GNOME Bugzilla – Bug 519486
Starts ssh component even when a ssh-agent is running and tells gnome-session to overwrite the env vars
Last modified: 2008-04-06 15:54:55 UTC
Hi, as triggerred and described in bug #503278, gnome-keyring will now hide the ssh-agent I want to use. A workaround is to disable the ssh component in the g-k GConf config, but I think gnome-keyring shouldn't start the ssh component if another ssh-agent is already running. (This could perhaps still be forced by matters of --force or a new force_startup GConf key, but please don't hide the running agents by default.) Thanks,
Good point. This is a bit involved due to all the locations that start gnome-keyring-daemon (the PAM module for example could start it long before any other process in the session). It may be easy to fix, but it needs some thought to be correct. Seems there are some trade offs either way. It may be rather confusing if the user/admin chose the gconf key for enabling the ssh component, but then it didn't work that way, due to gnome-keyring allowing another agent's ssh-agent variables to be present even though the ssh component in the gnome-keyring daemon has started.
This is biting more and more people, e.g. from Planet Debian: http://www.netfort.gr.jp/~dancer/diary/daily/2008-Apr-1.html.en#2008-Apr-1-07:53:56 from the Debian BTS: http://bugs.debian.org/473864 and I told at least 2 people on IRC how to workaround this. First, I think the bug would affect less people the other way around (I think less people would be bothered by gnome-keyring not starting the ssh component when a running agent is detected). Second, I really feel the running agent is the one that should be honored; you can log something in .xsession-errors if you detect it if it you think users should know about it. I don't think we want to add configuration for things like "force starting ssh component if ssh agent detected": this would pollute GConf for each use case of anything which could go wrong and would basically encode logic into GConf booleans.

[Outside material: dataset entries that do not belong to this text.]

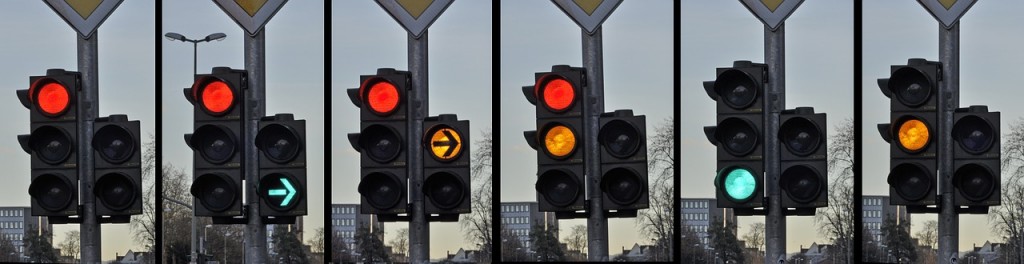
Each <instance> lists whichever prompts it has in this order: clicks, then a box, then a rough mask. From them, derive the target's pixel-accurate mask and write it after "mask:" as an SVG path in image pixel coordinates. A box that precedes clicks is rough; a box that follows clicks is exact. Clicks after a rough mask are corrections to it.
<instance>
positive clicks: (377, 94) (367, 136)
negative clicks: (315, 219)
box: [348, 69, 472, 221]
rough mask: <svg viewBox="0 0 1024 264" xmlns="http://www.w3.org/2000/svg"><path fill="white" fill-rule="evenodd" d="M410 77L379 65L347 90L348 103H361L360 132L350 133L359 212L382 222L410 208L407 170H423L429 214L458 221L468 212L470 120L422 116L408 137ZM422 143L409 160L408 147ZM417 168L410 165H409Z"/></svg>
mask: <svg viewBox="0 0 1024 264" xmlns="http://www.w3.org/2000/svg"><path fill="white" fill-rule="evenodd" d="M411 89H412V76H411V74H410V73H409V72H406V71H395V70H394V69H378V70H377V74H375V75H368V76H360V78H359V88H353V89H348V96H349V98H350V99H351V101H352V103H353V104H354V105H355V106H356V107H359V133H350V134H348V139H349V142H350V143H351V145H352V147H353V148H354V149H355V150H357V151H359V179H360V180H359V185H358V187H357V190H358V192H359V194H360V200H359V212H360V213H362V214H376V215H379V216H381V219H384V220H398V219H399V217H398V215H404V214H408V213H410V212H411V209H410V204H409V203H410V202H409V200H410V199H411V196H410V193H411V189H410V188H411V186H410V184H409V175H410V171H411V170H414V169H422V171H423V189H422V193H424V196H425V199H426V202H427V203H426V205H425V213H426V214H427V216H431V215H437V217H436V218H433V217H431V219H436V220H440V221H454V220H458V216H459V215H460V214H466V213H469V212H470V204H471V195H470V187H471V186H472V185H471V182H470V169H469V166H470V162H469V160H470V155H469V149H470V147H469V142H470V138H469V131H470V130H469V121H460V120H458V117H456V116H455V115H440V116H436V117H427V118H426V119H424V120H422V121H421V122H422V123H423V134H422V135H420V136H418V137H416V138H417V139H418V141H417V140H410V139H411V138H410V137H409V132H410V129H411V128H410V126H411V125H412V124H411V123H413V122H415V120H411V119H410V116H413V115H411V113H410V111H413V109H412V107H411V106H410V101H411V99H410V92H411ZM414 147H422V149H423V151H424V155H423V159H422V161H420V162H419V163H412V162H411V161H410V160H409V151H410V149H413V148H414ZM414 164H415V165H420V166H422V167H421V168H412V167H411V165H414Z"/></svg>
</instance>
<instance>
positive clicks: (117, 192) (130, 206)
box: [92, 115, 142, 223]
mask: <svg viewBox="0 0 1024 264" xmlns="http://www.w3.org/2000/svg"><path fill="white" fill-rule="evenodd" d="M139 136H140V134H139V122H138V121H137V120H136V121H129V120H128V116H125V115H112V116H110V117H106V118H98V119H96V120H95V123H94V125H93V136H92V149H93V153H94V156H95V157H96V158H95V159H94V163H95V167H94V168H95V177H96V181H95V186H94V187H93V192H95V195H96V215H98V216H131V215H140V214H142V167H141V166H142V159H141V157H142V155H141V152H142V149H141V146H142V144H141V142H140V141H139V140H140V137H139ZM118 220H119V221H118V222H119V223H127V222H128V220H129V219H128V218H124V217H122V218H120V219H118Z"/></svg>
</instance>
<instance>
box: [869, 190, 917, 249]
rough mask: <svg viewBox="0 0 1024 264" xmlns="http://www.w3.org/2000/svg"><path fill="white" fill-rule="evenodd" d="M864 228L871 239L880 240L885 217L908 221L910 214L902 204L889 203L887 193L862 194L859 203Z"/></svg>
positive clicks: (901, 222) (886, 217) (909, 219)
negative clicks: (866, 194)
mask: <svg viewBox="0 0 1024 264" xmlns="http://www.w3.org/2000/svg"><path fill="white" fill-rule="evenodd" d="M861 208H862V209H861V210H863V211H862V212H861V213H862V215H863V218H864V219H863V220H864V221H863V223H864V229H865V230H867V232H869V233H870V234H871V235H873V237H872V238H873V240H876V241H882V240H883V238H884V237H882V223H883V222H884V221H885V219H886V218H893V219H896V222H897V223H903V222H909V221H910V214H908V213H907V212H906V207H904V206H892V205H889V196H887V195H863V204H862V205H861Z"/></svg>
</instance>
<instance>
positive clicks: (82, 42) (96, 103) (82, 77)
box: [76, 30, 100, 263]
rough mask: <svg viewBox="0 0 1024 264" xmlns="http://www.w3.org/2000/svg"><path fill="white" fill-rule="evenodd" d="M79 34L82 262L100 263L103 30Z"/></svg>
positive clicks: (78, 174) (78, 123) (78, 68)
mask: <svg viewBox="0 0 1024 264" xmlns="http://www.w3.org/2000/svg"><path fill="white" fill-rule="evenodd" d="M76 35H77V36H78V71H79V72H80V73H82V86H81V87H82V91H81V92H80V93H79V94H80V95H81V96H80V97H79V98H78V101H79V103H77V107H78V115H79V117H78V124H79V128H78V138H79V142H78V179H79V182H81V189H80V191H79V193H80V194H81V199H82V214H81V217H82V223H81V224H80V225H79V227H80V228H81V229H80V230H79V231H80V232H81V233H82V234H81V236H82V237H81V239H82V240H81V244H82V246H81V251H82V253H81V254H82V255H81V256H82V262H88V263H99V257H100V255H99V247H100V239H99V235H100V232H99V217H98V216H96V195H93V194H92V193H93V192H92V187H93V184H94V183H95V178H94V177H93V159H95V157H94V156H93V153H92V144H91V143H89V142H92V126H93V120H95V119H96V116H99V115H98V114H99V109H98V105H99V96H98V94H97V93H99V80H98V78H99V53H98V50H99V49H98V46H99V44H98V41H97V39H98V38H99V31H98V30H97V31H96V32H93V33H92V36H91V37H89V38H83V37H82V35H80V34H76Z"/></svg>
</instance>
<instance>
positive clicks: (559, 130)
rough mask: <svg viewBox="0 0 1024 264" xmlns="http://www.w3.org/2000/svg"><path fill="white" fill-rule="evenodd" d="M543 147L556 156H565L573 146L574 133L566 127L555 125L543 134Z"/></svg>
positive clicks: (570, 149)
mask: <svg viewBox="0 0 1024 264" xmlns="http://www.w3.org/2000/svg"><path fill="white" fill-rule="evenodd" d="M544 147H545V148H546V149H548V152H549V153H551V155H553V156H555V157H557V158H563V157H566V156H568V155H569V153H570V152H572V149H574V148H575V135H574V134H572V130H569V128H568V127H565V126H562V125H558V126H555V127H553V128H551V129H549V130H548V133H547V134H545V135H544Z"/></svg>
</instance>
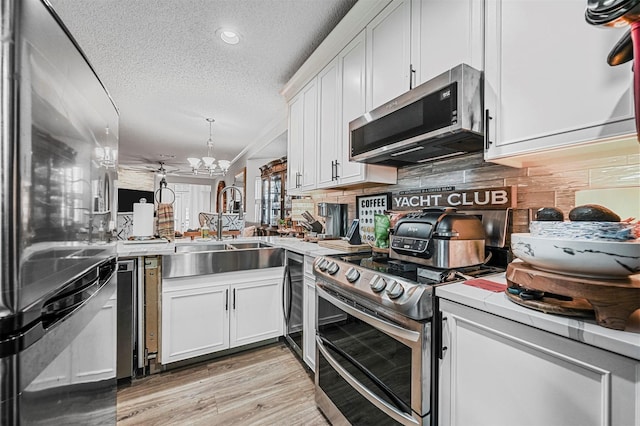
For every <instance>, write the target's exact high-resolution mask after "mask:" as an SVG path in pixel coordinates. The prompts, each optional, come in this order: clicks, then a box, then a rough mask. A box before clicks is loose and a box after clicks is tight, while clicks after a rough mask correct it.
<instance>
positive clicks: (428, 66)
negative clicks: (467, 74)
mask: <svg viewBox="0 0 640 426" xmlns="http://www.w3.org/2000/svg"><path fill="white" fill-rule="evenodd" d="M483 4H484V2H483V1H481V0H422V1H420V0H413V3H412V16H413V21H414V24H413V25H412V31H413V39H414V40H417V41H416V42H415V43H413V46H415V47H414V52H415V50H416V49H417V50H418V51H419V53H418V54H416V53H413V54H412V62H413V66H414V69H415V72H416V77H415V79H416V85H420V84H422V83H424V82H426V81H428V80H430V79H432V78H433V77H436V76H438V75H440V74H442V73H443V72H445V71H447V70H449V69H451V68H453V67H455V66H456V65H459V64H462V63H464V64H467V65H471V66H472V67H473V68H475V69H478V70H482V69H483V68H484V46H483V40H484V38H483V31H484V25H483V24H484V16H483V13H484V8H483ZM416 19H417V22H416Z"/></svg>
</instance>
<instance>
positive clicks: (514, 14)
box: [485, 0, 637, 166]
mask: <svg viewBox="0 0 640 426" xmlns="http://www.w3.org/2000/svg"><path fill="white" fill-rule="evenodd" d="M585 7H586V6H585V2H584V1H582V0H567V1H563V2H533V1H506V0H487V1H486V24H485V28H486V44H485V46H486V51H485V54H486V68H485V107H486V108H487V110H488V115H489V117H491V118H490V119H489V120H488V122H489V126H488V129H487V147H486V151H485V159H486V160H490V161H494V162H500V163H504V164H507V165H515V166H523V165H524V166H526V165H528V164H535V163H531V161H533V160H535V158H530V159H528V158H527V157H526V155H527V154H532V153H535V154H538V153H539V152H540V151H545V150H550V149H553V148H567V147H572V146H580V145H584V144H585V143H588V142H591V141H594V140H598V139H603V138H608V137H619V136H621V135H629V134H635V125H634V121H633V114H634V110H633V92H632V72H631V62H629V63H627V64H624V65H619V66H616V67H610V66H609V65H608V64H607V62H606V58H607V55H608V54H609V51H610V50H611V48H612V47H613V46H614V45H615V44H616V42H617V41H618V40H619V39H620V38H621V37H622V35H623V34H624V31H625V29H614V28H606V29H603V28H598V27H594V26H592V25H589V24H588V23H587V22H586V21H585V18H584V13H585ZM631 147H632V148H634V147H635V152H636V153H637V143H636V144H635V146H634V145H633V144H632V145H631ZM604 149H605V150H606V148H604ZM618 152H620V151H618ZM578 153H579V152H578ZM569 154H570V155H571V157H572V158H573V159H575V158H576V156H575V155H573V154H571V153H569ZM518 156H524V157H520V158H519V157H518ZM547 159H549V158H547ZM528 161H529V163H528ZM545 161H546V160H545Z"/></svg>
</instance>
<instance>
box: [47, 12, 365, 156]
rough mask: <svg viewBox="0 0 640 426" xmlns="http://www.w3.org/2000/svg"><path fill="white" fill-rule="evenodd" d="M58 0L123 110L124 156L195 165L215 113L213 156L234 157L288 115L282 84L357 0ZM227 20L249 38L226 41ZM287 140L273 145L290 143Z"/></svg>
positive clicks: (65, 14) (270, 150) (122, 145)
mask: <svg viewBox="0 0 640 426" xmlns="http://www.w3.org/2000/svg"><path fill="white" fill-rule="evenodd" d="M49 1H50V3H51V4H52V5H53V7H54V9H55V10H56V11H57V13H58V14H59V15H60V17H61V18H62V20H63V21H64V22H65V24H66V25H67V27H68V28H69V30H70V32H71V33H72V34H73V35H74V37H75V38H76V40H77V41H78V44H79V45H80V46H81V47H82V49H83V50H84V51H85V54H86V55H87V57H88V58H89V61H90V62H91V63H92V65H93V67H94V68H95V70H96V72H97V74H98V75H99V76H100V78H101V79H102V80H103V82H104V84H105V86H106V87H107V89H108V90H109V92H110V93H111V96H112V97H113V99H114V101H115V103H116V105H117V107H118V108H119V110H120V156H119V159H120V163H121V165H144V164H146V165H148V166H151V167H153V166H157V162H158V161H159V160H161V159H163V160H164V161H166V163H167V164H169V165H176V164H178V165H180V164H184V165H185V169H187V168H188V167H186V158H187V157H190V156H195V157H202V156H204V155H206V153H207V148H206V141H207V139H208V138H209V124H208V123H207V122H206V120H205V118H207V117H211V118H214V119H215V123H214V124H213V141H214V148H213V152H212V154H213V156H214V157H216V158H218V159H227V160H233V159H234V158H235V157H236V156H237V155H238V154H239V153H240V152H241V151H242V150H243V149H244V148H245V147H247V146H250V145H253V144H254V143H255V142H256V141H258V140H259V137H260V135H261V134H262V133H263V132H265V130H266V129H269V127H270V126H273V123H274V122H275V121H277V120H278V118H279V117H283V116H284V115H286V108H287V107H286V103H285V101H284V98H283V97H282V96H281V95H280V94H279V91H280V90H281V89H282V87H283V86H284V84H285V83H286V82H287V81H288V80H289V79H290V78H291V77H292V76H293V74H294V73H295V72H296V71H297V69H298V68H299V67H300V66H301V65H302V64H303V63H304V61H305V60H306V59H307V58H308V57H309V55H311V53H312V52H313V51H314V50H315V48H316V47H317V46H318V45H319V44H320V42H321V41H322V40H323V39H324V38H325V37H326V35H327V34H328V33H329V32H330V31H331V30H332V29H333V28H334V27H335V25H336V24H337V23H338V22H339V21H340V20H341V19H342V17H343V16H344V15H345V14H346V13H347V12H348V11H349V9H350V8H351V6H353V4H354V3H355V2H356V0H135V1H132V0H93V1H79V0H49ZM220 28H231V29H234V30H236V31H237V32H238V33H239V34H240V37H241V41H240V43H239V44H237V45H234V46H231V45H227V44H224V43H223V42H222V41H221V40H220V39H219V38H218V37H217V36H216V30H218V29H220ZM277 144H278V145H279V147H278V148H276V149H275V150H274V149H270V150H269V149H266V150H263V151H262V152H263V153H265V154H263V155H273V154H274V153H277V152H281V153H284V152H286V147H284V148H283V138H282V137H280V138H278V142H277ZM284 144H286V142H284ZM167 155H168V156H175V159H173V160H171V159H166V158H164V157H163V156H167ZM257 155H259V154H257ZM276 155H277V154H276Z"/></svg>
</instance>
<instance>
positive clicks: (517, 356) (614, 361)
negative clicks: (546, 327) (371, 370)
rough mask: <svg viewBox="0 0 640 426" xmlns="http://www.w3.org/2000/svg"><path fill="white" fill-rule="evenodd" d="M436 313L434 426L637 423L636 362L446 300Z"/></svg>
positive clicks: (639, 411)
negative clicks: (441, 324)
mask: <svg viewBox="0 0 640 426" xmlns="http://www.w3.org/2000/svg"><path fill="white" fill-rule="evenodd" d="M440 308H441V311H442V316H443V322H442V329H443V338H442V347H443V357H442V359H441V360H440V377H439V389H438V391H439V404H438V417H439V424H440V425H478V426H480V425H492V426H499V425H516V424H517V425H523V426H524V425H563V426H565V425H582V426H586V425H637V424H640V402H639V401H640V362H638V361H635V360H633V359H630V358H627V357H624V356H620V355H617V354H614V353H611V352H608V351H605V350H602V349H599V348H596V347H593V346H590V345H587V344H584V343H580V342H577V341H574V340H571V339H567V338H564V337H561V336H558V335H555V334H552V333H549V332H546V331H543V330H540V329H537V328H534V327H530V326H527V325H523V324H520V323H517V322H514V321H511V320H507V319H504V318H501V317H498V316H495V315H492V314H488V313H485V312H482V311H479V310H477V309H473V308H469V307H466V306H464V305H460V304H457V303H453V302H450V301H447V300H442V301H441V304H440ZM435 356H437V354H435Z"/></svg>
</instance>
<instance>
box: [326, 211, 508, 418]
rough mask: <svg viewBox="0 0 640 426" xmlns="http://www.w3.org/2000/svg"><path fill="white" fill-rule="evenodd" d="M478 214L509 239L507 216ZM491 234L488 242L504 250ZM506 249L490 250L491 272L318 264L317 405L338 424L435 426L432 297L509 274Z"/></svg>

I believe it would affect more people the other way around. Besides the typical example of non-power users who expect the GConf setting to work... another example: there may be reasons for running distinct SSH agents, depending on whether a GUI session is being used or not. I've added a configure option --disable-ssh-agent and a warning that displays when another SSH agent is detected. I believe that should be good enough for: a) Distros to choose an appropriate default for their users. b) Advanced users who can see the status at the end of the ./configure output. And then there's also the gconf option for those who want to change the behavior of an already built gnome-keyring.
Well the request was to not start the ssh component *if* an already running ssh-agent already runs. This doesn't really help distros as we now have to chose whether we listen to users who use ssh-agent already or users who want an agent for SSH provided by gnome-keyring... IOW, only runtime tweaks can help, or (GConf) settings. But again, I don't see why someone would be advanced enough to want different SSH agents in GUI and non-GUI, yet wouldn't be advanced enough to hide the non-GUI agent in GUI sessions or to force the GUI agent in GUI sessions? What about: i) these users using env -i/-u to hide their non-GUI ssh-agent when running the GUI or ii) a --replace flag (or --force) to force gnome-keyring to start the ssh component when an already running ssh agent is present? (Much like the window manager.)